The School of Mechanical Engineering at Purdue University believes that academic integrity and appropriate personal conduct are indispensable values of the educational mission of the institution. For students, learning is the most important goal, and it is critical that all students embrace ethical values and principles of our institution and profession, along with rejecting academic dishonesty in all learning endeavors. When not addressed, academic misconduct devalues the work of other individuals and hurts the reputation of the university and the value of a Purdue University degree.  Likewise, it is important that all of us conduct ourselves in a professional and an appropriate manner at all times.   While this document specifically addresses students, at Purdue University, all members of the community are responsible for upholding and promoting academic integrity and mutual respect for all.

 

Integrity/Conduct Definitions

 

According to the Purdue University Code of Student Conduct, dishonesty in connection with any University activity is prohibited.
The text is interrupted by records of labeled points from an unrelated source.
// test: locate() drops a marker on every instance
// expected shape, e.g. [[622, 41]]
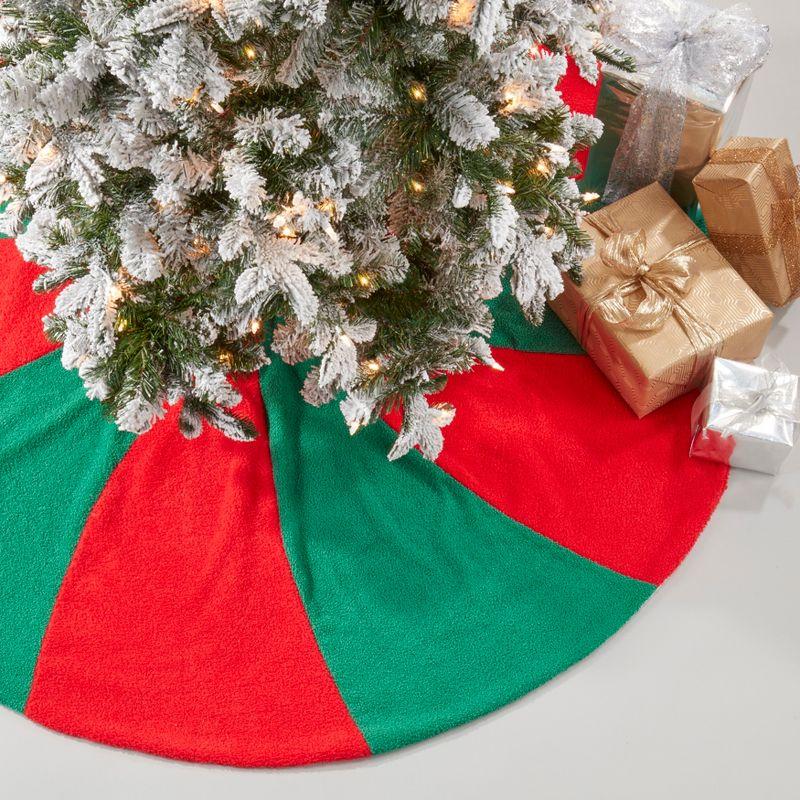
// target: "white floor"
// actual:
[[697, 698]]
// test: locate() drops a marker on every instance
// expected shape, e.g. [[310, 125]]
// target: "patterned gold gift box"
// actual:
[[658, 301], [750, 196]]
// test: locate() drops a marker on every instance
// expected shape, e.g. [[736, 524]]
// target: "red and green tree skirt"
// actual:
[[299, 598]]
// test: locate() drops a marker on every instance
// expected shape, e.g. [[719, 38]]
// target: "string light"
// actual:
[[512, 100], [48, 152], [542, 167], [115, 294], [372, 366], [225, 358], [194, 98], [418, 92], [327, 206], [461, 13], [201, 247]]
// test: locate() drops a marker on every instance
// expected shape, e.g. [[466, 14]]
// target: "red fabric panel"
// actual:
[[580, 95], [21, 311], [551, 444], [179, 629]]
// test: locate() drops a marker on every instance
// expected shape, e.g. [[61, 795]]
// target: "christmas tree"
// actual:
[[210, 183]]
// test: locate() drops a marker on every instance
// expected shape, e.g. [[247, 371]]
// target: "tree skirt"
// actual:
[[300, 598]]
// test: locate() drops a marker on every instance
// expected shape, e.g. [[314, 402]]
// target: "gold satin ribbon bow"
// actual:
[[785, 228], [662, 284]]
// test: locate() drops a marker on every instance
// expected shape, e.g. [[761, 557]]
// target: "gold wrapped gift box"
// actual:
[[750, 197], [658, 302]]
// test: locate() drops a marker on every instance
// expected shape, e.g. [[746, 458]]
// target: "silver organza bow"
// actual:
[[680, 47], [775, 395]]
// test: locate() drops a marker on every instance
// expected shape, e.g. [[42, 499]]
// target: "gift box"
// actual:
[[658, 301], [747, 416], [686, 97], [750, 196]]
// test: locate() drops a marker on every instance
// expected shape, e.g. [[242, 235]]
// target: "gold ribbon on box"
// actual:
[[662, 286], [785, 227]]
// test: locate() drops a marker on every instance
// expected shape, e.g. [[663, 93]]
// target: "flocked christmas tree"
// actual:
[[210, 183]]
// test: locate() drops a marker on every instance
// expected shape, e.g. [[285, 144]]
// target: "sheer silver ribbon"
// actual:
[[741, 408], [677, 45]]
Examples of dishonesty include, but are not limited to, cheating, plagiarism (including on co-op reports), forging others’ signatures, or knowingly furnishing false information.  In addition, students are expected to be aware of specific course policies as they relate to collaboration and group work, and that violating such policies may also be considered a violation of Purdue University's Code of Student Conduct.  Furthermore, sharing of personal work and allowing unauthorized copying is also cheating.  Students should seek clearly written clarification at the earliest possible opportunity from my instructor regarding the differences between authorized collaboration and encouraged group work versus cheating and plagiarism.  For a more complete definition of academic dishonesty and tips on avoiding claims of dishonesty, students are encouraged to review the document “Academic Integrity: A Guide for Students” which can be found at:

 

https://www.purdue.edu/odos/academic-integrity/

 

Similarly, students need to understand the importance of fostering a positive and supportive climate based on trust and mutual respect.  As such, disruptive and inappropriate behaviors such as intimidation, stalking, hazing, harassment, verbal abuse, etc. are not acceptable.

 

Potential Consequences for Integrity/Conduct Violations

 

If a student violation occurs, there are a number of potential consequences that may be assigned by the University, the School and/or the instructor. 

 

If a student violates the Code of Student Conduct, University disciplinary action will occur, which may include probation, suspension or even expulsion from Purdue University. 

 

Likewise, a violation may cause a student to lose their eligibility to participate in School-related programs including but not limited to scholarships, the co-op program, the study abroad program (including GEARE), undergraduate grader, undergraduate teaching assistant, etc.  Furthermore, instructors may assign sanctions in their courses resulting in the lowering of a grade or even assigning a failing grade. Finally, such sanctions can also negatively impact graduate school applications, especially if there is a transcript notation for academic dishonesty.

 

Personal Commitment Statement

 

As a student in the School of Mechanical Engineering, I have read and understood this Commitment Statement and I am personally committing to the standards of Purdue University by:

 

  • Being ethical and honest in all of my academic work,
  • Taking personal responsibility for what I say and what I do,
  • Helping foster a positive and supportive educational climate based on trust and mutual respect,
  • Seeking immediate clarification if any stated policies are ambiguous or confusing, and
  • Rejecting peer pressure when others seek to use my personal work inappropriately.

 

Likewise, once graduated as a proud Purdue Boilermaker, I will strive to uphold my professional standards as stated in the ASME Code of Ethics of Engineers

(https://www.asme.org/getmedia/9EB36017-FA98-477E-8A73-77B04B36D410/P157_Ethics.aspx).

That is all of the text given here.